Note: Cloned from stefan-jansen/machine-learning-for-trading
Notebook to formulate an RL problem, applying model-based and model-free methods.
Application of value and policy iteration to a toy environment that consists of a 3 x 4 grid that's depicted in the following diagram with the following features:
States: 11 states represented as two-dimensional coordinates. One field is not accessible and the top two states in the rightmost column are terminal, that is, they end the episode.
Actions: Movements on each step, that is, up, down, left, and right. The environment is randomized so that actions can have unintended outcomes. For each action, there is an 80% probability to move to the expected state, and 10% probability to move in an adjacent direction (for example, right or left instead of up or up or down instead of right).
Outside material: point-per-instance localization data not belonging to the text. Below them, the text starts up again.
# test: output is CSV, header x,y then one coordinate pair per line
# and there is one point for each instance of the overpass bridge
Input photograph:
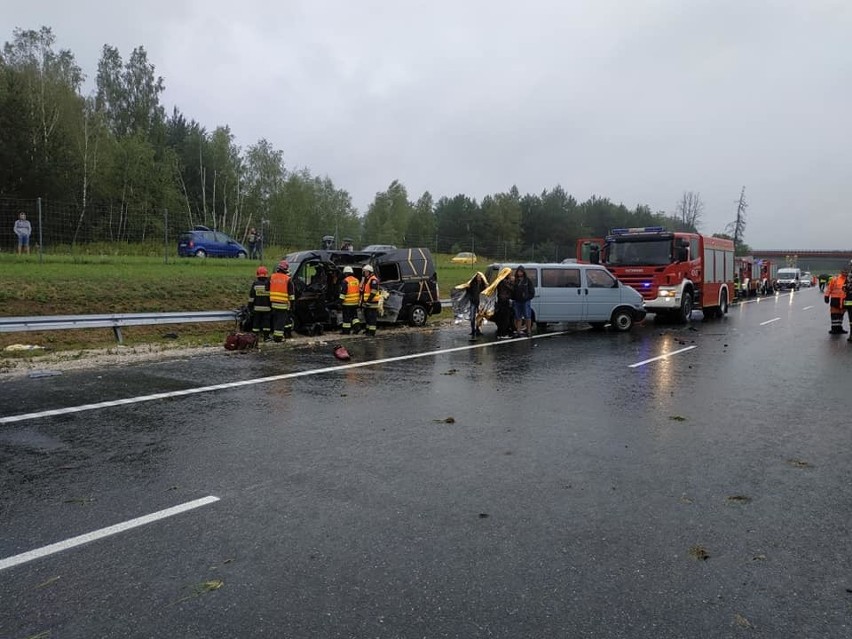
x,y
816,261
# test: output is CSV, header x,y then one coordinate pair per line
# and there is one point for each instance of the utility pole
x,y
739,225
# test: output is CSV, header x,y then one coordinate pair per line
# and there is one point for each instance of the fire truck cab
x,y
675,272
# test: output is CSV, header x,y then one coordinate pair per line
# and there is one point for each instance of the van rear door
x,y
560,295
602,295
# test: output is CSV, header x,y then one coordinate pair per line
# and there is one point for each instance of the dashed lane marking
x,y
260,380
73,542
659,357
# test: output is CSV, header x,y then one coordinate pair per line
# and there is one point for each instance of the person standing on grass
x,y
260,306
23,229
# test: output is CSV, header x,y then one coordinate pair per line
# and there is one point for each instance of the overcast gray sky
x,y
635,100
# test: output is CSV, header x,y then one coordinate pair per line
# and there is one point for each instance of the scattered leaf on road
x,y
47,583
798,463
80,501
742,622
699,552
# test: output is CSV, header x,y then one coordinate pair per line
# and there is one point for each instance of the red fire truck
x,y
675,272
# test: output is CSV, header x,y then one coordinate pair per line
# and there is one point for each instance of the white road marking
x,y
260,380
654,359
44,551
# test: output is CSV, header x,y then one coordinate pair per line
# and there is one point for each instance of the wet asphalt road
x,y
703,495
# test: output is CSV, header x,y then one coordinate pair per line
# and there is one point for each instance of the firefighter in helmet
x,y
350,296
281,296
847,299
259,305
370,296
835,297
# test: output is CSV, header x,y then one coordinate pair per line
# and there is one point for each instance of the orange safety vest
x,y
351,293
836,288
279,291
370,294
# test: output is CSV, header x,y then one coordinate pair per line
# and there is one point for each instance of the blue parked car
x,y
202,242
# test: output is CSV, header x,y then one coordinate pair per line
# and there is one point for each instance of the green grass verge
x,y
99,283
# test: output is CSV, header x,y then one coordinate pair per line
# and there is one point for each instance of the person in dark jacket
x,y
475,286
522,297
503,315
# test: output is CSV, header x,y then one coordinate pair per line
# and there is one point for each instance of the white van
x,y
788,279
579,293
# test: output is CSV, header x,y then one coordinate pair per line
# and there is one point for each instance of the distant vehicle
x,y
464,258
579,293
202,242
674,271
788,279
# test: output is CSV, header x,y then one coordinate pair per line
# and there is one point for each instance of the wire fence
x,y
60,228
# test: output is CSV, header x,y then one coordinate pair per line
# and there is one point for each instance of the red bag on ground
x,y
240,341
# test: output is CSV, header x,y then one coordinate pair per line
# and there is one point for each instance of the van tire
x,y
622,320
417,316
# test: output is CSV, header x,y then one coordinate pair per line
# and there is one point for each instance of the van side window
x,y
600,279
389,272
560,277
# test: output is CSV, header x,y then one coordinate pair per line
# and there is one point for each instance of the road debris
x,y
699,552
799,463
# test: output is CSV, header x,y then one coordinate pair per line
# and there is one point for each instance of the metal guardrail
x,y
114,321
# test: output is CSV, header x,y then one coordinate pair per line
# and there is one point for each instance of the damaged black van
x,y
408,276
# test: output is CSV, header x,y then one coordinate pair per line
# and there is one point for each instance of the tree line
x,y
120,160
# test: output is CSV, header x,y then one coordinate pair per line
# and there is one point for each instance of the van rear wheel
x,y
418,315
622,320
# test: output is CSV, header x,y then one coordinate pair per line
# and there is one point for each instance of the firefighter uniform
x,y
835,297
847,302
259,305
281,296
350,297
370,296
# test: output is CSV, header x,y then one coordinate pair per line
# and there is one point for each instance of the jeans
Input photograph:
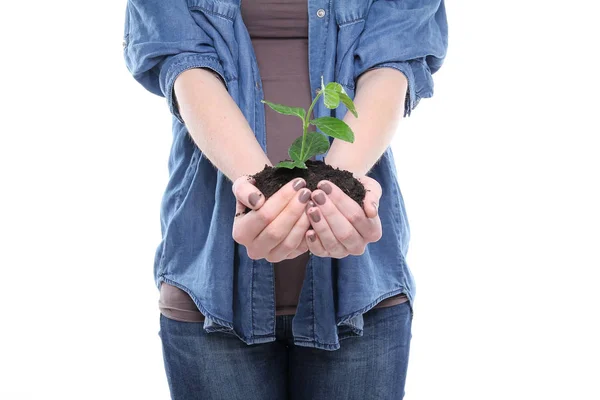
x,y
217,365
Rewards: As depicted in the right-hand side panel, each state results in -.02, except for the +1/-1 rewards in the terminal states:
The right panel of the preceding GridWorld diagram shows the optimal value estimate that's produced by Value Iteration and the corresponding greedy policy. The negative rewards, combined with the uncertainty in the environment, produce an optimal policy that involves moving away from the negative terminal state.
The results are sensitive to both the rewards and the discount factor. The cost of the negative state affects the policy in the surrounding fields, and you should modify the example in the corresponding notebook to identify threshold levels that alter the optimal action selection.